The claimed hypothesis is absurd on its face. It's a wild and strong claim that needs strong evidence, so we don't need to be super precise here, if the effects were nearly as strong as 5-10%, we would see it.
We don't have to engage in crude methodology. We have tons of research.
Meditation research generally is low quality, as is suffers from lack of defined methodology, lack of a consensus definition of what meditation is, and the general subjective experience of meditation. (Concretely, if you want to do brain scans on someone meditating, how do you know they're actually meditating? This extends to scans on people who are "experienced practitioners", how do you know they are experienced practitioners?)
Regardless, the vast body of research does not point to negative effects, most point to mild positive effects, and the medical field considers it perfectly safe for healthy people. If you want to use research, don't pick and choose the studies that find adverse effects, look at the overall body of research.

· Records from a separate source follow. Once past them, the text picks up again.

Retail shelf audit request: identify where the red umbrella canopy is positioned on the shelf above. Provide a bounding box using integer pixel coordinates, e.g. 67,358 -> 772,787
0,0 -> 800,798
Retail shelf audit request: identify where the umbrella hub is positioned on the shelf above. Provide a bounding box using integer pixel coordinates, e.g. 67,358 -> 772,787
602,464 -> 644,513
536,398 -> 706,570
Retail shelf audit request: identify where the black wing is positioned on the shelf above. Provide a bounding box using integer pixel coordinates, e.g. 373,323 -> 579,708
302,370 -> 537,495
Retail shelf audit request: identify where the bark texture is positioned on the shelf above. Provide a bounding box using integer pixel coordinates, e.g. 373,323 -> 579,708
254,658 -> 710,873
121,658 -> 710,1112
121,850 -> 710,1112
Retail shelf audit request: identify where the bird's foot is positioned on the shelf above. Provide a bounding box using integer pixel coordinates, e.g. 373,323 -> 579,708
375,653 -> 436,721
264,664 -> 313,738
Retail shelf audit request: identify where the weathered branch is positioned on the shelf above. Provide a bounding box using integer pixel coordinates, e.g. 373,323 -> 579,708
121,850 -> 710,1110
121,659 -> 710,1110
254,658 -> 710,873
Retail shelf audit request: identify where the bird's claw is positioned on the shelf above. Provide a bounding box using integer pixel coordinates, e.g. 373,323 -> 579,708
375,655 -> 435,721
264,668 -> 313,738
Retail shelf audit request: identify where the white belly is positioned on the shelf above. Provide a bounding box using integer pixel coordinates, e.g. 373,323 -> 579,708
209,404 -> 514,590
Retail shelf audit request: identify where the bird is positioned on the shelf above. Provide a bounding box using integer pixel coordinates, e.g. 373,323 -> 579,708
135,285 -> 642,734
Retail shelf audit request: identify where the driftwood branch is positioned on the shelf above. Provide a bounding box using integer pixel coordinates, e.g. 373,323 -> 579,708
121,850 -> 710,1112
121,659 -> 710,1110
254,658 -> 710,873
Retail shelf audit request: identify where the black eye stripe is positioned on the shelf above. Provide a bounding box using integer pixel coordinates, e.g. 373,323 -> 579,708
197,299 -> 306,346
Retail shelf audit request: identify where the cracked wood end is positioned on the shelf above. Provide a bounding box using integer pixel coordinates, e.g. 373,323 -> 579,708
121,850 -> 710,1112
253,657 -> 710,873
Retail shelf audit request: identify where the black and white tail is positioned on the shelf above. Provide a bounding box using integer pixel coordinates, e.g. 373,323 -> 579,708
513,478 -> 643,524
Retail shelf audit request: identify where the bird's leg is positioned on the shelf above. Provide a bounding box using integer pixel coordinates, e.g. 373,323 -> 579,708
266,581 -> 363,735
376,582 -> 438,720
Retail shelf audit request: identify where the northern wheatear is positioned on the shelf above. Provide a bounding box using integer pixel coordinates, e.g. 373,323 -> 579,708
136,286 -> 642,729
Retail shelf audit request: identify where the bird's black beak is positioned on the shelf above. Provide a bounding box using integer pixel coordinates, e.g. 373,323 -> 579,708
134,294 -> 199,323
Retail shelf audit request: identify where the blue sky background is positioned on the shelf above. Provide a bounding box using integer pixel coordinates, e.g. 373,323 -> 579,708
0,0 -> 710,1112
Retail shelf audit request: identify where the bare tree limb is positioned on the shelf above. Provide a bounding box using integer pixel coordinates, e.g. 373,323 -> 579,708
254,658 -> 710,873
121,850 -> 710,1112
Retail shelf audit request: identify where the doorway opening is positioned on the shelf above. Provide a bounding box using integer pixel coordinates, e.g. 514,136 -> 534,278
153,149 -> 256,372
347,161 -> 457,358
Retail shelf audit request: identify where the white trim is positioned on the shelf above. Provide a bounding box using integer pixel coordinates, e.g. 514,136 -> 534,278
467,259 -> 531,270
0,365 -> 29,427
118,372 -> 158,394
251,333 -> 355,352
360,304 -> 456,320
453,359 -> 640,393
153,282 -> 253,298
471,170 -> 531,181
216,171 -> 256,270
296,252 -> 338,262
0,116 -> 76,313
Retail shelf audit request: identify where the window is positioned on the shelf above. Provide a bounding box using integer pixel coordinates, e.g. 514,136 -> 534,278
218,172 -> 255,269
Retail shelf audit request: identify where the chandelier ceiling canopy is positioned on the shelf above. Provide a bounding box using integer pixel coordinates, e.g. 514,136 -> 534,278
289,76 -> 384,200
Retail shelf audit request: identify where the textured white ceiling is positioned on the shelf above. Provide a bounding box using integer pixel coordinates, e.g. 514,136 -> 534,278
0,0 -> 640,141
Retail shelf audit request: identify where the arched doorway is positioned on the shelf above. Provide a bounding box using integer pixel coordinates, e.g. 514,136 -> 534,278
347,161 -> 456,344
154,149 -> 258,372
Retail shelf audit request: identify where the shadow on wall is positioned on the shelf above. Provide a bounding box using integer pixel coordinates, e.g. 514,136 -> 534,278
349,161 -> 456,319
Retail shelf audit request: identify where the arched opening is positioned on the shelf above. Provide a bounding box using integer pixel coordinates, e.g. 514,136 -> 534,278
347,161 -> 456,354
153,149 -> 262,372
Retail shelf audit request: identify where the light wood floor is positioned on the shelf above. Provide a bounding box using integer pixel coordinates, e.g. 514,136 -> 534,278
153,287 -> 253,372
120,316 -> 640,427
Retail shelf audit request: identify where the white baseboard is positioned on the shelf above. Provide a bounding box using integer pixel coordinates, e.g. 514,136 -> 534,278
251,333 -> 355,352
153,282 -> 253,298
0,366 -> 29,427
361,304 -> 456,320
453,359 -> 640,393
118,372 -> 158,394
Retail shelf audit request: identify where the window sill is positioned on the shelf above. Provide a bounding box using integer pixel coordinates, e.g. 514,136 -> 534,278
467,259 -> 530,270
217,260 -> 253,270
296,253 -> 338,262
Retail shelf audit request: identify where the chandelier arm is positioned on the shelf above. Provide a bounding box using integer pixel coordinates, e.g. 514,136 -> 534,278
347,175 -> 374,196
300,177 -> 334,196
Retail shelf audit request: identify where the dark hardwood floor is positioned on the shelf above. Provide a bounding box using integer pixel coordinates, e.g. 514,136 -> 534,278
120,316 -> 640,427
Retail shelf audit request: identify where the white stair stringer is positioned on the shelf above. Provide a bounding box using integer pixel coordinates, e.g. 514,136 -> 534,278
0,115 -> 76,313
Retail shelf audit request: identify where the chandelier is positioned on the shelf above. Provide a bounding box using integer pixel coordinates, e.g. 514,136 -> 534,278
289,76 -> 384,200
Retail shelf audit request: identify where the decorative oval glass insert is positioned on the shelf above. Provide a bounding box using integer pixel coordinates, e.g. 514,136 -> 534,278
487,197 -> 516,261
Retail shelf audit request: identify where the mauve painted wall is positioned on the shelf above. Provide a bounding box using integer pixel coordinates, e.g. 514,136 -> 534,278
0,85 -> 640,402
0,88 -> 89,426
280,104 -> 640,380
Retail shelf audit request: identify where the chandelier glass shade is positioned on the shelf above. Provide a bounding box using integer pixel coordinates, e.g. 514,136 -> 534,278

It feels a lot like the goalposts are being moved here, the original claim was that meditation is extremely dangerous unless you're doing Buddhism right, now we're asking if there's evidence that it's completely safe.
I explicitly noted that there are probably rare cases where meditation leads to negative experiences (and I am not distinguishing between traditional methods and so-called secular methods, the risk should be the same for both, according to my model). But that is my point: these will be rare, and not extreme, except in people with pre-existing mental health issues. Normal, healthy people simply do not develop psychosis from meditation practice. Furthermore, there is no body of research or evidence known to me that shows that the (small in both effect size and frequency) risks are changed by the meditation practice or tradition. The research that we have shows small effects for meditation in any direction, but is overall positive regardless of tradition. My proposed experiment was an attempt at distinguishing between secular methods and traditional Buddhist methods, in an attempt to find any evidence of the massive effect size you claimed (5-10%!). This is the crux if the disagreement, not "can meditation EVER be dangerous in ANY circumstances", but "Under what circumstances, and how dangerous". I say, "Only in rare cases where there are underlying mental health issues regardless of tradition". You say, "Commonly (5-10%), for people who don't do Buddhism, and almost(?) never for those following Buddhist teachings". (I'm not actually sure if you think Buddhism removes all risk or is just much less risky, but either way I disagree.)
You made an outrageous claim that you've still provided no evidence for, and you've constructed a straw man of my argument to knock down. You're not arguing in good faith.
I'd be happy to reset if you want to discuss the relative difference in risks between Buddhist and secular methods (evidence on other meditation traditions would also be welcome), but I'm not going to argue with you about the words I've written and their plain meaning.